American baseball player (1873–1935)

John Joseph O'Neill (10 January 1873 – 29 June 1935) was an American professional baseball catcher who played for the St. Louis Cardinals (1902–03), Chicago Cubs (1904–05) and Boston Beaneaters (1906). He batted and threw right-handed.

He was born in the townland of Tawnaleen, near Maum, in County Galway, Ireland, to Michael O'Neill, a small farmer in Maum, and Mary Joyce.
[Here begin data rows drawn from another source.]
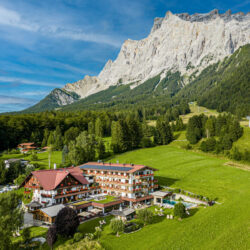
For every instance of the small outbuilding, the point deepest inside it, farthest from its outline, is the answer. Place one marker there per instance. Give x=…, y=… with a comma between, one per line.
x=159, y=196
x=124, y=214
x=48, y=214
x=34, y=205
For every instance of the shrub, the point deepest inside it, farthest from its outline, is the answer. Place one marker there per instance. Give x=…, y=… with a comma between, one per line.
x=117, y=226
x=131, y=227
x=34, y=156
x=78, y=237
x=145, y=215
x=66, y=222
x=177, y=190
x=51, y=236
x=26, y=234
x=179, y=210
x=14, y=151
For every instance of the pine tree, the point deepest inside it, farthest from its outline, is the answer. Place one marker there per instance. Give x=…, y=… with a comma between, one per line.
x=99, y=128
x=91, y=128
x=58, y=139
x=51, y=139
x=65, y=152
x=45, y=137
x=209, y=127
x=100, y=149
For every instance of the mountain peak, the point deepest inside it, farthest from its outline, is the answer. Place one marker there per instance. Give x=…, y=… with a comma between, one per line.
x=177, y=42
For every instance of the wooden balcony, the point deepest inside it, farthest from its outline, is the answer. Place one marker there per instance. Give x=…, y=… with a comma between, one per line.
x=113, y=175
x=117, y=189
x=113, y=182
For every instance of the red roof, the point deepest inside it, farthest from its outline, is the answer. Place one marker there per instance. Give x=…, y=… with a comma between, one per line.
x=26, y=144
x=133, y=166
x=50, y=179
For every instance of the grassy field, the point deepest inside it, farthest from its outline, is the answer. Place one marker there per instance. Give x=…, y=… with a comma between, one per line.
x=34, y=232
x=244, y=142
x=223, y=226
x=56, y=157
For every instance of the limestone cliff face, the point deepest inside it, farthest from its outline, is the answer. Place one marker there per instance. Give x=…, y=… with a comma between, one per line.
x=62, y=98
x=177, y=42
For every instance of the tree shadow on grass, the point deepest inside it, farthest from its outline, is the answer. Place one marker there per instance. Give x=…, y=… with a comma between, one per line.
x=192, y=212
x=177, y=135
x=166, y=181
x=157, y=219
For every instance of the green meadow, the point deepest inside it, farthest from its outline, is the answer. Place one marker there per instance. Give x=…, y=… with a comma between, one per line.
x=226, y=225
x=56, y=157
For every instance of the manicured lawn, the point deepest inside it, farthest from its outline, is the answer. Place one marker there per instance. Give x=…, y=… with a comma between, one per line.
x=223, y=226
x=34, y=232
x=244, y=142
x=107, y=143
x=107, y=199
x=56, y=157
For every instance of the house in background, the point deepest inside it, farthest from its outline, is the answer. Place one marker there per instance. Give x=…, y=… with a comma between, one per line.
x=124, y=214
x=57, y=186
x=133, y=183
x=26, y=147
x=10, y=162
x=48, y=214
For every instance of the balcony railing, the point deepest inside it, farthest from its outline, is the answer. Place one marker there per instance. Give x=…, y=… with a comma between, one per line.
x=117, y=189
x=46, y=195
x=113, y=175
x=143, y=175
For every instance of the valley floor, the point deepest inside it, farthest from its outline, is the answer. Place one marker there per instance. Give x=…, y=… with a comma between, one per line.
x=225, y=225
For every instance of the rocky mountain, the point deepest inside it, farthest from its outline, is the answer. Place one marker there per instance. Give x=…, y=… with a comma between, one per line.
x=177, y=43
x=57, y=98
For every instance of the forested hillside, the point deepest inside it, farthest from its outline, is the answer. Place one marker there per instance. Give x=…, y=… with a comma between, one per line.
x=224, y=86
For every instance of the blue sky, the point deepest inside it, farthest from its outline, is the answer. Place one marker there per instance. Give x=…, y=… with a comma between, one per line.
x=46, y=44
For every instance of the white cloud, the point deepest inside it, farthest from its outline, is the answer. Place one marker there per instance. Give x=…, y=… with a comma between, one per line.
x=35, y=93
x=14, y=19
x=15, y=100
x=28, y=81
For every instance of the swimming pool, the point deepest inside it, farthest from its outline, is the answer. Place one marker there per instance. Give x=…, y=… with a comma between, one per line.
x=172, y=203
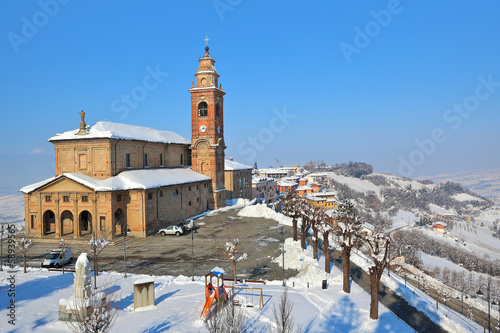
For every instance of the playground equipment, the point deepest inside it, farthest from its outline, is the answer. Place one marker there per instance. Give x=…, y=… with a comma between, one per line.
x=213, y=292
x=261, y=299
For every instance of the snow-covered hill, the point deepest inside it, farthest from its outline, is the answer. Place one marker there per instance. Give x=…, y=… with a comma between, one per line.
x=485, y=183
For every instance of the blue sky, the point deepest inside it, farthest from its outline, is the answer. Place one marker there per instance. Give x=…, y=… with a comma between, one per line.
x=381, y=82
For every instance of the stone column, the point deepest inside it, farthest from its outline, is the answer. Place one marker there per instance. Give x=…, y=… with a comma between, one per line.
x=57, y=219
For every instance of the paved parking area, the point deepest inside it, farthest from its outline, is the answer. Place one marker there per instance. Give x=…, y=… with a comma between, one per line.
x=171, y=255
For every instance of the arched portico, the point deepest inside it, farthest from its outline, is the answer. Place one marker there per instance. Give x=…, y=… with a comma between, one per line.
x=67, y=224
x=120, y=222
x=49, y=223
x=85, y=223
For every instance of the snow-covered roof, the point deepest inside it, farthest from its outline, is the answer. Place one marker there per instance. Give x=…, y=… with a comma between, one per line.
x=273, y=170
x=128, y=180
x=232, y=165
x=285, y=183
x=108, y=130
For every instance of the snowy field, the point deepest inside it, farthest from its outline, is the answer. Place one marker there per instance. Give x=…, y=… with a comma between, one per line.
x=179, y=302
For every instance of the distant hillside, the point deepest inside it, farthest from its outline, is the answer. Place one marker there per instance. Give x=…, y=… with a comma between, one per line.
x=485, y=183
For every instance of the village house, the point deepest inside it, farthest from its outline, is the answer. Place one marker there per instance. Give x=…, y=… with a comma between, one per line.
x=238, y=180
x=264, y=190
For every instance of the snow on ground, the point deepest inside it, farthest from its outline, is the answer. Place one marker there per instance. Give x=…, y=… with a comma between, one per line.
x=356, y=184
x=261, y=210
x=465, y=197
x=179, y=301
x=445, y=317
x=403, y=219
x=440, y=210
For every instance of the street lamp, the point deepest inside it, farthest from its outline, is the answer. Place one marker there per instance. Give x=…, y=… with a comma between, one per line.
x=479, y=292
x=193, y=231
x=1, y=250
x=282, y=232
x=125, y=251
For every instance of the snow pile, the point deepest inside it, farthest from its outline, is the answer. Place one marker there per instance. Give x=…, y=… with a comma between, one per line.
x=466, y=197
x=261, y=210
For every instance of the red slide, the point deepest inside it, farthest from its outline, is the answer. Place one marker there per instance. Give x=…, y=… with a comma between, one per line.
x=208, y=304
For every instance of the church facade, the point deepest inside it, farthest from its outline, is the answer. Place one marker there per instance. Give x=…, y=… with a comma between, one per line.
x=116, y=177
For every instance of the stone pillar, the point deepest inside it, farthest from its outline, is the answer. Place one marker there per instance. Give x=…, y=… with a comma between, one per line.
x=144, y=293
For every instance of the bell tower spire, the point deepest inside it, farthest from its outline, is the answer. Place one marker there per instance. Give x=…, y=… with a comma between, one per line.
x=207, y=127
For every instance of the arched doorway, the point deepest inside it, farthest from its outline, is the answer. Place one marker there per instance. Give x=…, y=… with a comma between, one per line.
x=67, y=226
x=49, y=222
x=85, y=222
x=120, y=222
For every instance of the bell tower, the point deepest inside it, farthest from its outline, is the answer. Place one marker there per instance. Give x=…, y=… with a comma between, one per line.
x=207, y=126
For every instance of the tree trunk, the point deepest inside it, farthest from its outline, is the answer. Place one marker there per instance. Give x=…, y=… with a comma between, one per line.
x=315, y=243
x=303, y=234
x=346, y=255
x=374, y=282
x=234, y=270
x=294, y=222
x=326, y=245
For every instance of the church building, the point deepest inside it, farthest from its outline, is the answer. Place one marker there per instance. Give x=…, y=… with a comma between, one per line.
x=112, y=177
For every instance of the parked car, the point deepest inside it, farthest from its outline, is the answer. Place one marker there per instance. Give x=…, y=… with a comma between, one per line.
x=189, y=225
x=172, y=230
x=56, y=259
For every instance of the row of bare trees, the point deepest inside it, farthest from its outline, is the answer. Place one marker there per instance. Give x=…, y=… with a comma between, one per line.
x=346, y=225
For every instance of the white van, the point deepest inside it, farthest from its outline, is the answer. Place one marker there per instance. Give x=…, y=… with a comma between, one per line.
x=55, y=258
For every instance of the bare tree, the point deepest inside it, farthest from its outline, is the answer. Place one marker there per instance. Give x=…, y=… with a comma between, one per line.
x=290, y=209
x=24, y=245
x=96, y=245
x=283, y=315
x=326, y=227
x=229, y=319
x=378, y=246
x=348, y=229
x=305, y=218
x=232, y=254
x=97, y=313
x=63, y=246
x=317, y=216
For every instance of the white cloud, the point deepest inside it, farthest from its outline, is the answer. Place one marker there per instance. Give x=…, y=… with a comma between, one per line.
x=37, y=151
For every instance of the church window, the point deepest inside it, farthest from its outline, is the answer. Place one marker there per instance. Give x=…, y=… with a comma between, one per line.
x=82, y=161
x=102, y=222
x=202, y=109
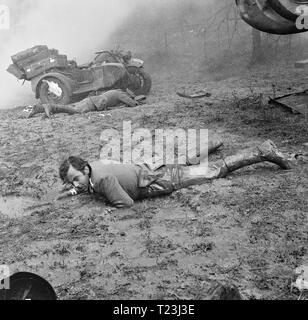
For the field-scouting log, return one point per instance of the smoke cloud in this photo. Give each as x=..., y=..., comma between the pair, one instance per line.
x=75, y=28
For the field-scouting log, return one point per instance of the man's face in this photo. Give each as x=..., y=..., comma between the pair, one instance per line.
x=77, y=178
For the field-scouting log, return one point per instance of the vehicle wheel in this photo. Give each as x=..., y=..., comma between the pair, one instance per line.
x=141, y=82
x=54, y=91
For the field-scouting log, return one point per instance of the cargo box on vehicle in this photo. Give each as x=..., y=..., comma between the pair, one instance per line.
x=28, y=53
x=15, y=71
x=41, y=67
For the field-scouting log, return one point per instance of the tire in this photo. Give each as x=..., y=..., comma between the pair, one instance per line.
x=48, y=97
x=141, y=82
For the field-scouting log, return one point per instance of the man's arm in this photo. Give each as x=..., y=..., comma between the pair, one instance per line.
x=113, y=191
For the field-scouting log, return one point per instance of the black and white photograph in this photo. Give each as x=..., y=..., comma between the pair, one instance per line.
x=154, y=151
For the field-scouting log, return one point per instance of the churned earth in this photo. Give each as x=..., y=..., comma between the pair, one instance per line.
x=249, y=229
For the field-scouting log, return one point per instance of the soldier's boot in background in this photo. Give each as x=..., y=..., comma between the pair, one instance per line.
x=267, y=152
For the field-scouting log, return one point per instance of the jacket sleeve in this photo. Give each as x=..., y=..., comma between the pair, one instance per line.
x=114, y=193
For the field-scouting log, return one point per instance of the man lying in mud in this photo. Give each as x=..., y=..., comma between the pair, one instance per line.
x=123, y=184
x=105, y=101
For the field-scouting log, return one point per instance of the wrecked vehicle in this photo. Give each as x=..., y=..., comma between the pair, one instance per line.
x=274, y=16
x=57, y=80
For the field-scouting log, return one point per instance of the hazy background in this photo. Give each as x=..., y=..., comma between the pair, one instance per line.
x=203, y=35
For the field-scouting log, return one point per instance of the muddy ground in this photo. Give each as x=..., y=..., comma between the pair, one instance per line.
x=249, y=229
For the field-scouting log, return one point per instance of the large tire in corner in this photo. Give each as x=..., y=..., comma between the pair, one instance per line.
x=46, y=96
x=141, y=83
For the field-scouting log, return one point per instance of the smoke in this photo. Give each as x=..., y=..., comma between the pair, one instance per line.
x=75, y=28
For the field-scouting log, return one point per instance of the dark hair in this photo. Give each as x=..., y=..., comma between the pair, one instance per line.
x=76, y=162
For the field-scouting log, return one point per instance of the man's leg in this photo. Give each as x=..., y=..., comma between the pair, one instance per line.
x=212, y=147
x=196, y=175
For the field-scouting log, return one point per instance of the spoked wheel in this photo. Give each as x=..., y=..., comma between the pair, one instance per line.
x=54, y=91
x=141, y=82
x=28, y=286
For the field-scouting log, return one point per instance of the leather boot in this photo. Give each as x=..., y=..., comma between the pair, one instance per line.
x=196, y=175
x=35, y=110
x=267, y=152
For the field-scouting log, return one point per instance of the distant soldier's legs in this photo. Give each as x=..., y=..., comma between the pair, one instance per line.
x=83, y=106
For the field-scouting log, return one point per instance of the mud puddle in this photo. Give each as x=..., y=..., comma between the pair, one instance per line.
x=16, y=207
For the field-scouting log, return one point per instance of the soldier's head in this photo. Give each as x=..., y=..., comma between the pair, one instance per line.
x=75, y=171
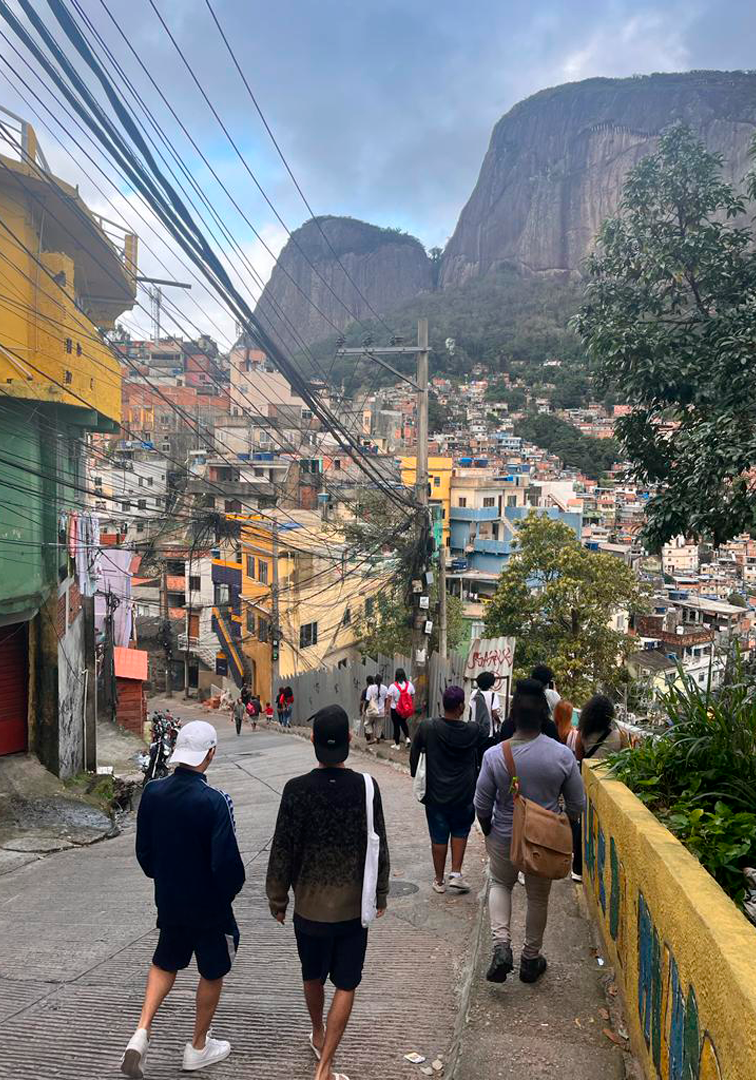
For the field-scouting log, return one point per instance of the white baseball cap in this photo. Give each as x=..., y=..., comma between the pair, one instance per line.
x=193, y=741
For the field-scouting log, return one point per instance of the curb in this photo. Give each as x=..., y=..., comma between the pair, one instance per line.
x=466, y=994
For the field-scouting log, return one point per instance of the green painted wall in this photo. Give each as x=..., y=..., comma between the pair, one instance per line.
x=34, y=450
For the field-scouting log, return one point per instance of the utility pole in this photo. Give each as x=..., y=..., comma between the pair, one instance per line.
x=275, y=628
x=165, y=628
x=422, y=524
x=420, y=639
x=443, y=642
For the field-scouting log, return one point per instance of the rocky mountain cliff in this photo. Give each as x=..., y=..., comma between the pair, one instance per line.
x=310, y=292
x=557, y=161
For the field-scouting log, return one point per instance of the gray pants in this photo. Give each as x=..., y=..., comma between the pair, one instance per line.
x=374, y=726
x=503, y=877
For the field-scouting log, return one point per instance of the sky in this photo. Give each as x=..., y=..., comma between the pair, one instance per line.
x=382, y=109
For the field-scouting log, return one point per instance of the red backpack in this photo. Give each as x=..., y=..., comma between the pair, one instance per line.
x=405, y=705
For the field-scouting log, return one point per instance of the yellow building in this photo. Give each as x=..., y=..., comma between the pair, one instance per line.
x=65, y=277
x=440, y=473
x=297, y=566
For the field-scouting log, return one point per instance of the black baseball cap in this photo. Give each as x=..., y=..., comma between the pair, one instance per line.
x=331, y=734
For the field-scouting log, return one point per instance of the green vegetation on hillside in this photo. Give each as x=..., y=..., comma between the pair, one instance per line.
x=591, y=456
x=505, y=321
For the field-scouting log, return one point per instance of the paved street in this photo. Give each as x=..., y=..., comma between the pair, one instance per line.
x=77, y=932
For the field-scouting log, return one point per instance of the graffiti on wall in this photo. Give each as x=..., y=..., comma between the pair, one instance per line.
x=667, y=1014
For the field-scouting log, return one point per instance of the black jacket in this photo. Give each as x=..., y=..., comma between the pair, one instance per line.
x=186, y=841
x=507, y=730
x=450, y=751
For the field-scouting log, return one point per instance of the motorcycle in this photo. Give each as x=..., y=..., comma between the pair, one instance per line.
x=164, y=732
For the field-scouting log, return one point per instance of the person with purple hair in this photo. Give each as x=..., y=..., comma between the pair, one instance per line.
x=450, y=745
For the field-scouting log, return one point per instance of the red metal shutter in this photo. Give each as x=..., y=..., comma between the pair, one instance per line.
x=14, y=687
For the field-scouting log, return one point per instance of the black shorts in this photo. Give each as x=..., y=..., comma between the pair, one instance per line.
x=338, y=955
x=215, y=949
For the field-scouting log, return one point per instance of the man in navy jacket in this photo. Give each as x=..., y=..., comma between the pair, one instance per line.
x=186, y=842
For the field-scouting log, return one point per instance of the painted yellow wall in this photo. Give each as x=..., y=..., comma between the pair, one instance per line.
x=53, y=352
x=313, y=586
x=685, y=956
x=439, y=469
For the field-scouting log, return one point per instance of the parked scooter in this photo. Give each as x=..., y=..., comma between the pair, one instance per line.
x=165, y=728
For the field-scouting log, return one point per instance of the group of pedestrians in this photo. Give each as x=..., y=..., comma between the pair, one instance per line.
x=484, y=766
x=331, y=850
x=379, y=702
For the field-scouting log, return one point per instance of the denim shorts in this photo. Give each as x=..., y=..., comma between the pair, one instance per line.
x=453, y=819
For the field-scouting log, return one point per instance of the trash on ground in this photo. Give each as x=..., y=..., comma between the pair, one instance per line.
x=617, y=1039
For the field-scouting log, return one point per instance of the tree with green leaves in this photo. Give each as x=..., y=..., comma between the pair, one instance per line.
x=670, y=320
x=558, y=601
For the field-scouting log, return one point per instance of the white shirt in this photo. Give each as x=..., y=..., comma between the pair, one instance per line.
x=377, y=693
x=553, y=698
x=394, y=692
x=491, y=699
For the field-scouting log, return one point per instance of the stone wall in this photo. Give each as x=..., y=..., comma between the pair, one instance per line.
x=685, y=956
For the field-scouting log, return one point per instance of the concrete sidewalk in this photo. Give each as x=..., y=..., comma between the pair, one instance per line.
x=78, y=934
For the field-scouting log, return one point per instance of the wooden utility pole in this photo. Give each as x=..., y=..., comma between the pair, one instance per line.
x=422, y=524
x=166, y=628
x=275, y=625
x=420, y=639
x=443, y=636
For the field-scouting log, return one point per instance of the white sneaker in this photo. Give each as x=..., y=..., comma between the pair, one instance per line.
x=458, y=883
x=133, y=1064
x=216, y=1050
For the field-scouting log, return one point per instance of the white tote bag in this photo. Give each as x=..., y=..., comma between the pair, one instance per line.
x=369, y=881
x=420, y=778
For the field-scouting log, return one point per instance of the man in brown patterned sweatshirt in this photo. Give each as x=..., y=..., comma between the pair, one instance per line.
x=319, y=850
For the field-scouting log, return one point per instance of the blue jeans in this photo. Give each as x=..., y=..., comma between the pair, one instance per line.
x=453, y=819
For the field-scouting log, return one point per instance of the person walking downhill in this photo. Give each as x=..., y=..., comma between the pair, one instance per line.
x=321, y=850
x=239, y=712
x=450, y=746
x=375, y=710
x=598, y=733
x=288, y=705
x=363, y=698
x=186, y=842
x=547, y=771
x=253, y=710
x=401, y=702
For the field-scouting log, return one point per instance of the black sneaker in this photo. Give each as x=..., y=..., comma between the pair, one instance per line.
x=501, y=963
x=530, y=970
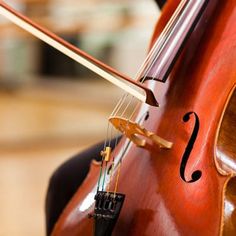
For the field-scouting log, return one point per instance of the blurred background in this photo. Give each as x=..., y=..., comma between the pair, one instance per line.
x=51, y=107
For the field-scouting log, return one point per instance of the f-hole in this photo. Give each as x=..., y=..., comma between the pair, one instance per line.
x=196, y=175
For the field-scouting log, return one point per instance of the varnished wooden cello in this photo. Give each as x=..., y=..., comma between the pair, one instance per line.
x=176, y=162
x=187, y=189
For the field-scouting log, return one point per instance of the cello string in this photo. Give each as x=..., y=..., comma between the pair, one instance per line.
x=169, y=26
x=146, y=68
x=159, y=44
x=158, y=47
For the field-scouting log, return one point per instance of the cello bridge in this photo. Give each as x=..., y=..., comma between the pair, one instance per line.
x=137, y=134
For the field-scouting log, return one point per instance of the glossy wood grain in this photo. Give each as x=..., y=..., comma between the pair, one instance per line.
x=158, y=201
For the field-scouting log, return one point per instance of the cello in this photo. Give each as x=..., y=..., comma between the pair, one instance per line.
x=188, y=186
x=173, y=171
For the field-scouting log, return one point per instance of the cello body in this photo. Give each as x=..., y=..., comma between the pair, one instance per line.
x=162, y=197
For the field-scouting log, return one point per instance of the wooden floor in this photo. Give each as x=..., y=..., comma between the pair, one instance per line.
x=42, y=124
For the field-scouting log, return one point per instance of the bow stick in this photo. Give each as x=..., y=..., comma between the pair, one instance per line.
x=134, y=88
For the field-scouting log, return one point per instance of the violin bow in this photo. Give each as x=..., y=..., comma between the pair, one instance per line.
x=131, y=86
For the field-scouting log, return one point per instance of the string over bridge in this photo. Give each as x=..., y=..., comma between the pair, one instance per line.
x=135, y=131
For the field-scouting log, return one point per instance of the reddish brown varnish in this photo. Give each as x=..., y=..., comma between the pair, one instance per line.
x=158, y=201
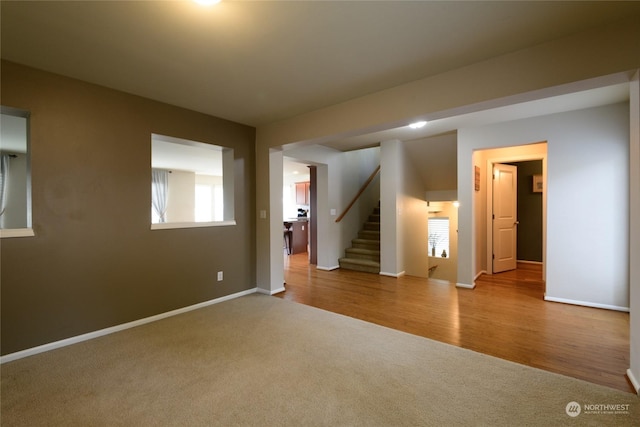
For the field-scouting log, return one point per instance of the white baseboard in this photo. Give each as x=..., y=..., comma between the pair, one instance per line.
x=478, y=275
x=634, y=381
x=335, y=267
x=272, y=292
x=91, y=335
x=465, y=285
x=587, y=304
x=396, y=275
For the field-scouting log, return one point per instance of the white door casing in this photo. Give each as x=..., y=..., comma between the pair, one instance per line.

O'Neill was one of four major league brothers. Steve was a catcher and manager, Jim a shortstop, and Mike, who also was born in Ireland, was a pitcher and formed a brother battery with Jack for the St. Louis Cardinals.

O'Neill shared catching duties for the Cardinals, Cubs and Beaneaters in a modest span of five years. He was a smart runner with some speed and usually was used in pinch-running situations. His most productive season came in 1903, when he posted career-highs in batting average (.236), runs (23), hits (58), doubles (nine), runs batted in (21), stolen bases (11) and games played (75).

In 303 games O'Neill was a .196 hitter with 20 stolen bases and 74 RBI. He also collected 185 hits with 24 doubles, five triples, and one home run in 945 at-bats.

O'Neill died in Scranton, Pennsylvania, at the age of 62.